そこへムッシュー、売店で仕入れてきたに違いない、両手にポテトチップスやらチョコレートやらの紙包みを持って戻ってくると、あわてて医師に挨拶、三人、応接セットの置かれた執務室に入って行く。

フランスの病院でまず驚いたのは、医師と患者の関係が対等の市民同士であること。上下関係ではなく、強者弱者の関係ではなく、五分五分の人間対人間であること。ごく自然に握手をし、挨拶を交わす。それはどこの病院でも街の診療所でも同じ。医師が見下し、患者が卑屈にへこへこするなどあり得ない。金銭を贈るなどもっとあり得ない。
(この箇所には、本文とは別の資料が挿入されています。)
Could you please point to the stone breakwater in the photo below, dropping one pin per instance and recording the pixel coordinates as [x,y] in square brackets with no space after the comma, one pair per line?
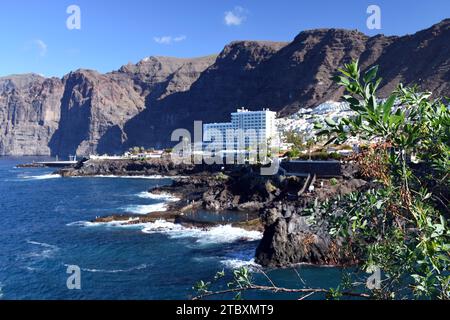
[273,204]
慣れてくれば当たり前。当たり前が当たり前でない社会からやって来たからこそ驚く。

応接セットに腰を掛けると、患者の納得のいくまで医師は説明し、とことんディスカッションする。時にメモ用紙の切れ端に図を描きながら、時に皮肉なユーモアをまじえて。

それはいい。しかし、患者が納得しないとなるといくらでも時間は延びるということになる。待つ方の、患者もしくは患者予備軍同士の‥‥これがソリダリテ、連帯の求められる場面なのだ。
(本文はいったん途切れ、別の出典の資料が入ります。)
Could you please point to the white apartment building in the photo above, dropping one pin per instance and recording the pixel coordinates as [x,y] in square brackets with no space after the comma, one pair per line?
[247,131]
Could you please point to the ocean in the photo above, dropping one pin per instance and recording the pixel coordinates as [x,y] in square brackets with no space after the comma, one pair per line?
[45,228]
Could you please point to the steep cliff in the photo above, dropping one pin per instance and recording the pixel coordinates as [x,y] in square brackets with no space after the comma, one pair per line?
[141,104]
われわれの時間帯の次の約束なのだろう、スカーフをまとったアラブ系の女性が登場。付き添い数名、年配のご婦人から少女までを従えるように、奥の広くなった箇所に入ると一団となって腰をおろす。

これまた魅力的なウォッチングの対象の到来ではあるけれど、ともかくマダムとムッシュー、待てど暮らせど出て来ない。

いや正確には一度出て来かけた、ドアからひとり真っ先に出て来たムッシューがそこではたと立ち止まり、踵(きびす)を返すや、再びドアの内側へと消えたのだ。
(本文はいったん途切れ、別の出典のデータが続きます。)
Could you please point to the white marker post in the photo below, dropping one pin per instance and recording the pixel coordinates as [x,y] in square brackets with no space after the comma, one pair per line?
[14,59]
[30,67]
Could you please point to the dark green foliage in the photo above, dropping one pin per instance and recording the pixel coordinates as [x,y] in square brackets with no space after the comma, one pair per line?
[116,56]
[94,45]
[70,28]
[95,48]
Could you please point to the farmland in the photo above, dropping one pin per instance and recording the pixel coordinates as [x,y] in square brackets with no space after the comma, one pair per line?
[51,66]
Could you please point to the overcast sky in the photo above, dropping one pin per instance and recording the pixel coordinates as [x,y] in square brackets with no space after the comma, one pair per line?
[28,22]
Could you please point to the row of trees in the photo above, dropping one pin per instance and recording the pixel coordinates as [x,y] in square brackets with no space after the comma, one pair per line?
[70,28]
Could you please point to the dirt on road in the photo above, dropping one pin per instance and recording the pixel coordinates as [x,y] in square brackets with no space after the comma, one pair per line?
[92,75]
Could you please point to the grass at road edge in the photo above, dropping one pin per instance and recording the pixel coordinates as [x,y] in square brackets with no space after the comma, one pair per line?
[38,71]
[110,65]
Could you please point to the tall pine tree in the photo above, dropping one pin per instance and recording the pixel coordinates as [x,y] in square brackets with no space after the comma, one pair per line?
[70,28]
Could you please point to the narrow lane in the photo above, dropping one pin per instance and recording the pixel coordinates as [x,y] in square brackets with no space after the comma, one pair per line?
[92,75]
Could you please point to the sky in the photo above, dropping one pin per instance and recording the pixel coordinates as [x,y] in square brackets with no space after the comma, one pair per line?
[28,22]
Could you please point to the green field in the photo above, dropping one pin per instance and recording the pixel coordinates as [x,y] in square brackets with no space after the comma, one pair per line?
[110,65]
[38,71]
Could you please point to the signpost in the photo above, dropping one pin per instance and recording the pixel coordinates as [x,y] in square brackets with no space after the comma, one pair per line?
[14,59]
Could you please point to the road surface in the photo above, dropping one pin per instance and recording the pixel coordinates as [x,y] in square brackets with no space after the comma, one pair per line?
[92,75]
奥のソファでは茶話会でも開かれているようなお喋り。髪を覆い、身体の線の分からぬたっぷりした服の一団は神秘的に映ったものだった。いつしかこれにも見慣れ、多様な人びとの一部となった。それでもこうして病院に数人で訪れるとはどういうことだろう。何を意味するのだろう。だいたい誰が受診者なのかも判断できない。一族の一大事なのか、ごく普通の日常の延長なのか。

‥‥やっと出て来たムッシューはすっかりしょげかえっている。オランジーナの壜と菓子袋を手にしたまま、俯き加減に出てくる。送りに出て来た医師と握手するのも忘れてしまいそうなくらい。

医師とちゃんと挨拶を交わし、ムッシューを笑いながらなぐさめるのはマダムの方で、こちらにもにこやかな笑みで会釈してから立ち去った‥‥。

あくまで念のためだった家人の検査結果はやはり問題なしですんだが、図を描きながら丁寧に説明してくれた。通訳を挟んで打ち解けた微笑みを交わし合う。

それにしても、仮になんらかの問題ありだったとしたら、あのムッシューのように振る舞っただろうか。‥‥いいや。少なくともああ振る舞えたら楽だろうなとは思う。

文化の問題なのか、個人の資質の問題なのか‥‥。‥‥多分、両方だろう。